Renforcement des ventes physiques
Sur cette question, la réponse est à chercher du côté des achats de billets dits « groupés », à destination des entreprises et des collectivités. Plusieurs d’entre elles avaient réservé des dizaines de tickets, explique une source au Cocan, mais ont annulé leurs réservations à la dernière minute. Ce sont ces billets qui ont été remis en vente le jour du match d’ouverture. Mais tous ont trouvé preneur, ce qui ne résout donc pas le mystère des places vides.
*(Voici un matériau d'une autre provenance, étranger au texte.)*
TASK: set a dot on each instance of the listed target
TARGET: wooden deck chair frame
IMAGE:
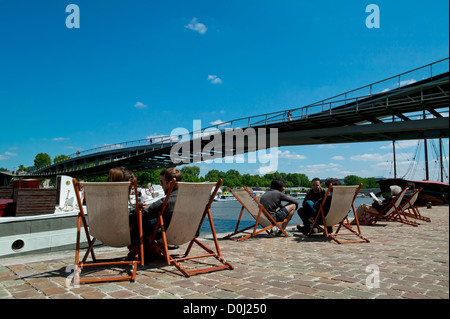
(339, 215)
(251, 204)
(393, 211)
(164, 241)
(79, 265)
(410, 210)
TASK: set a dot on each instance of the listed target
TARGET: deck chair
(393, 211)
(342, 201)
(257, 211)
(410, 210)
(107, 221)
(192, 206)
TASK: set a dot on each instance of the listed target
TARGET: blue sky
(142, 68)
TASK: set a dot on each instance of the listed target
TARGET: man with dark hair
(150, 212)
(314, 195)
(311, 203)
(271, 201)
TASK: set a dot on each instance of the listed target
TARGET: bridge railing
(394, 82)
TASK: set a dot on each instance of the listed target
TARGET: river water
(226, 214)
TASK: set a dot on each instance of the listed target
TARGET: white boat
(224, 198)
(20, 235)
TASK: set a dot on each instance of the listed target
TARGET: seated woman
(365, 212)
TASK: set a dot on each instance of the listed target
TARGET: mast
(395, 162)
(441, 160)
(427, 174)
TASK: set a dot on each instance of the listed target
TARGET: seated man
(310, 212)
(271, 201)
(150, 212)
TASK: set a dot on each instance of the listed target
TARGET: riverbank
(413, 263)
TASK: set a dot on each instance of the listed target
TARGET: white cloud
(196, 26)
(400, 144)
(380, 158)
(214, 79)
(140, 105)
(290, 155)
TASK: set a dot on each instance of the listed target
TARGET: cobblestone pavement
(413, 262)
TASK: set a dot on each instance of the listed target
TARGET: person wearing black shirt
(271, 201)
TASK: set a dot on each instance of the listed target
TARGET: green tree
(42, 159)
(190, 173)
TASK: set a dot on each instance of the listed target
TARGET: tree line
(234, 179)
(231, 178)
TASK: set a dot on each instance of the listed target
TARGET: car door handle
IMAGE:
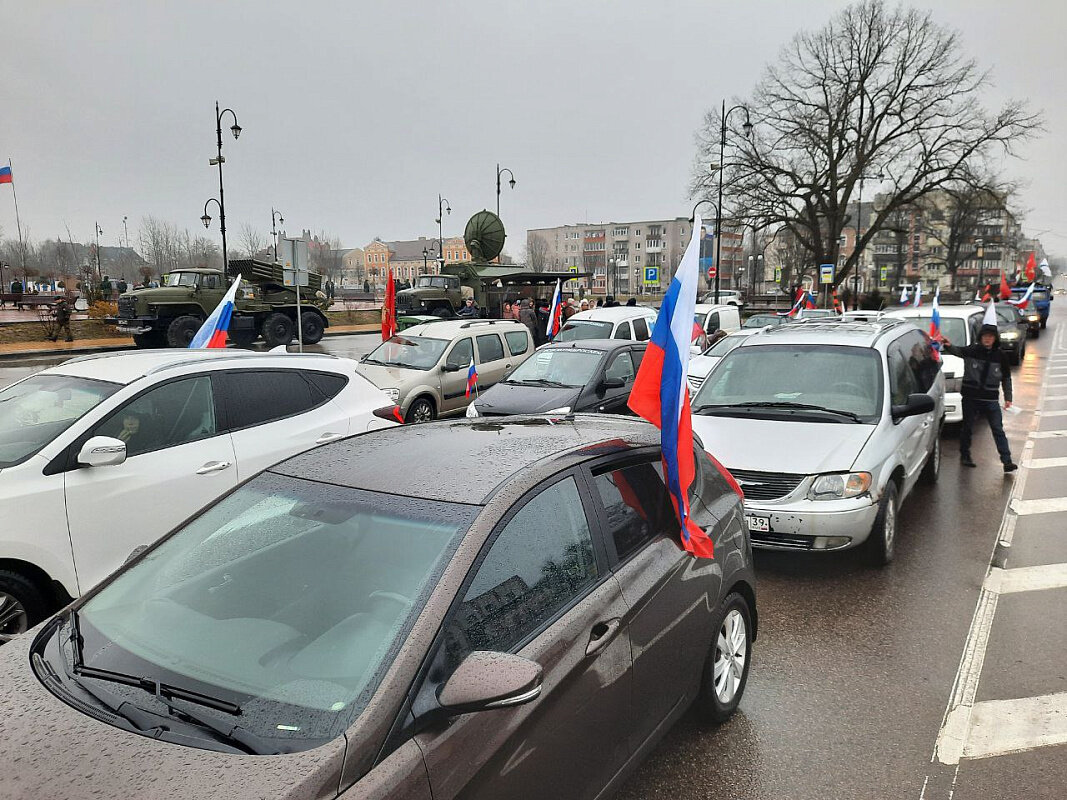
(213, 466)
(602, 635)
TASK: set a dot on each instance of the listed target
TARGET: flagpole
(18, 223)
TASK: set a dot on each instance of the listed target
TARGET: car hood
(49, 750)
(778, 446)
(509, 399)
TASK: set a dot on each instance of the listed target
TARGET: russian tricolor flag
(212, 333)
(661, 394)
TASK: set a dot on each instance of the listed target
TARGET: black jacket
(985, 371)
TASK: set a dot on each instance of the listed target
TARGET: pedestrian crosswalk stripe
(1000, 726)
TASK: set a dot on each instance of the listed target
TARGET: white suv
(101, 454)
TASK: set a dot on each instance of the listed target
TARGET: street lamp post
(275, 220)
(443, 208)
(219, 161)
(511, 182)
(718, 217)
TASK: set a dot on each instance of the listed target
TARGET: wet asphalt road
(855, 666)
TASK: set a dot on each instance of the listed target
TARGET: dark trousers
(990, 410)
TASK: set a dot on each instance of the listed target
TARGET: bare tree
(878, 92)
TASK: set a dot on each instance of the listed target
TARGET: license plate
(758, 523)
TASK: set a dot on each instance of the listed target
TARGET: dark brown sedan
(462, 609)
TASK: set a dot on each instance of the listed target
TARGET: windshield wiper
(778, 404)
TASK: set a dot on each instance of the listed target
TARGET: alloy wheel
(13, 617)
(731, 650)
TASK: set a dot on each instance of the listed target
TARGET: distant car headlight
(840, 485)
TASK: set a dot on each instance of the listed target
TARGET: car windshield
(37, 410)
(585, 329)
(288, 598)
(562, 367)
(181, 278)
(769, 379)
(413, 352)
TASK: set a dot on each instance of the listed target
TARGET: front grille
(766, 485)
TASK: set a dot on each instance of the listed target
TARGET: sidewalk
(80, 347)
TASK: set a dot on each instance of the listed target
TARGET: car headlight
(840, 485)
Autre piste d’explication, les dysfonctionnements du marché noir. On trouvait encore sur les réseaux sociaux, samedi après-midi, des dizaines de places proposées jusqu’à cinq ou dix fois leur prix initial. Une partie était vraisemblablement fausse, des escrocs ayant flairé l’occasion. L’autre pouvait provenir de revendeurs peu scrupuleux ayant fait des réservations en leur nom sur la billetterie officielle, qui limitait les achats pour les particuliers à six tickets par match et 30 sur toute la compétition, ou ayant acheté en gros au nom d’une compagnie. Les prix prohibitifs et les courts délais ont pu décourager les acheteurs, au point que les revendeurs trop gourmands se seraient retrouvés avec de nombreux billets invendus sur les bras au moment du coup d’envoi.
Après le match d’ouverture, les rencontres de dimanche n’ont pas soulevé les foules et les matchs de poule se sont déroulés dans des stades quasiment vides. Le match entre la Guinée équatoriale et le Nigeria s’est disputé devant 8 500 spectateurs au stade d’Ebimpé. Le phénomène est récurrent à chaque CAN. En tête des facteurs explicatifs figure le coût du déplacement jusqu’au pays hôte pour suivre son équipe nationale, hors de portée de l’immense majorité des supporteurs – à l’exception des diasporas vivant sur place –, même pour les ressortissants des pays limitrophes comme le Burkina Faso, le Ghana ou le Mali.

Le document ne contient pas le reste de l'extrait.